Auch Stauden im Gartenboden, die im ersten Jahr dort stehen, brauchen etwas Schutz. "Hier kann man die Wurzeln mit Ästen von Tannen oder Fichten abdecken", rät Fricke. "Veredelte Rosen sollten an der Veredelungsstelle geschützt werden." Einfach Erde anhäufeln, bis die empfindliche Stelle bedeckt ist. Rosenstämmchen sollten vollständig mit Jute eingepackt werden. Aber die Gartenexpertin betont auch: "Bei schönen Herbsttagen kann man auf die Verpackung verzichten." Sonst wird es den Pflanzen zu heiß, und sie treiben an. "Bei Nachtfrösten sollten die Pflanzen aber unbedingt geschützt werden."

6. Gräser zusammenbinden:

Hohe Gräser wie Chinaschilf oder Pampasgras kann man im Herbst zusammenbinden. "Dazu rafft man die Halme zusammen und dreht sie noch etwas", sagt Brunken. "So kommt kein Wasser in die Gräsermitte.
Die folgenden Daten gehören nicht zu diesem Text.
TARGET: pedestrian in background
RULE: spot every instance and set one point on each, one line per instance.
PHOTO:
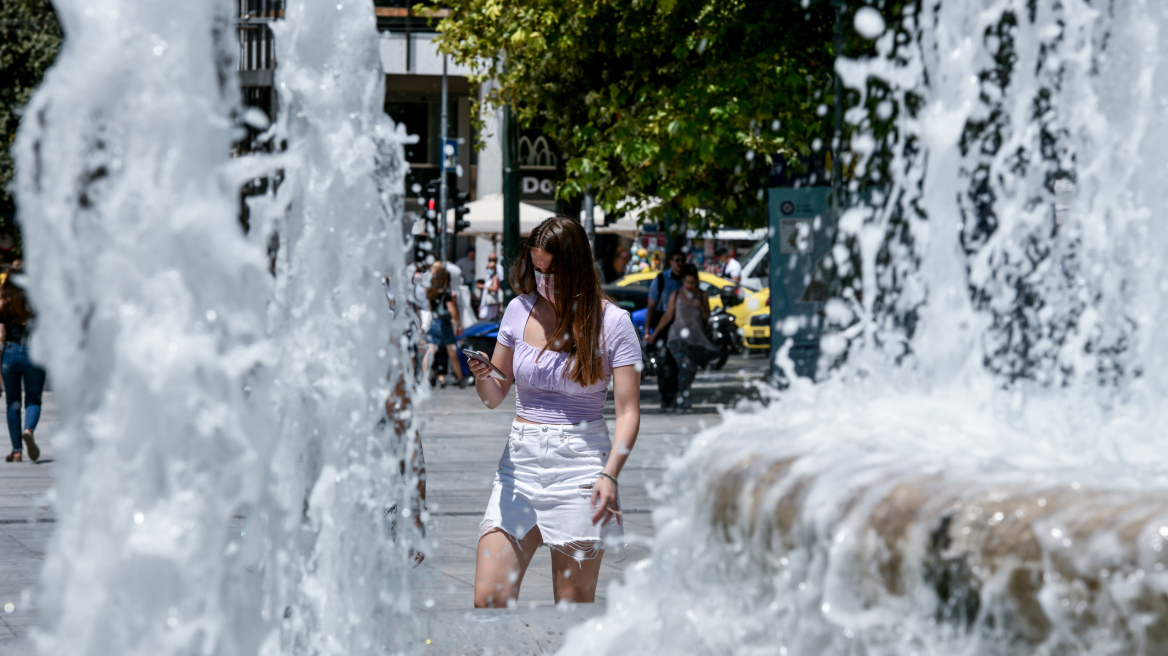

Das schützt vor Frostschäden." Mit einer edlen Kordel oder einem breiten Band versehen, werden die Bündel auch zu einem Blickfang im Garten.

7. Igel, Vögel und Insekten schützen:

Im Winter brauchen nicht nur die Pflanzen besonderen Schutz. Auch die Tiere sind auf Hilfe angewiesen. "Einen Laub- oder Reisighaufen in einer Ecke des Gartens können Igel das als Winter-Unterschlupf nutzen", sagt Brunken. "Man kann auch die Tür zum Gartenhäuschen offen lassen, damit Schmetterlinge und andere Nützlinge, die als Erwachsene überwintern, sich dort einen Platz suchen können." Mit aufgeschichteten Holzstapeln lassen sich Insektenhotels anlegen. Natürlich sind auch Futterstellen für Vögel eine Hilfe.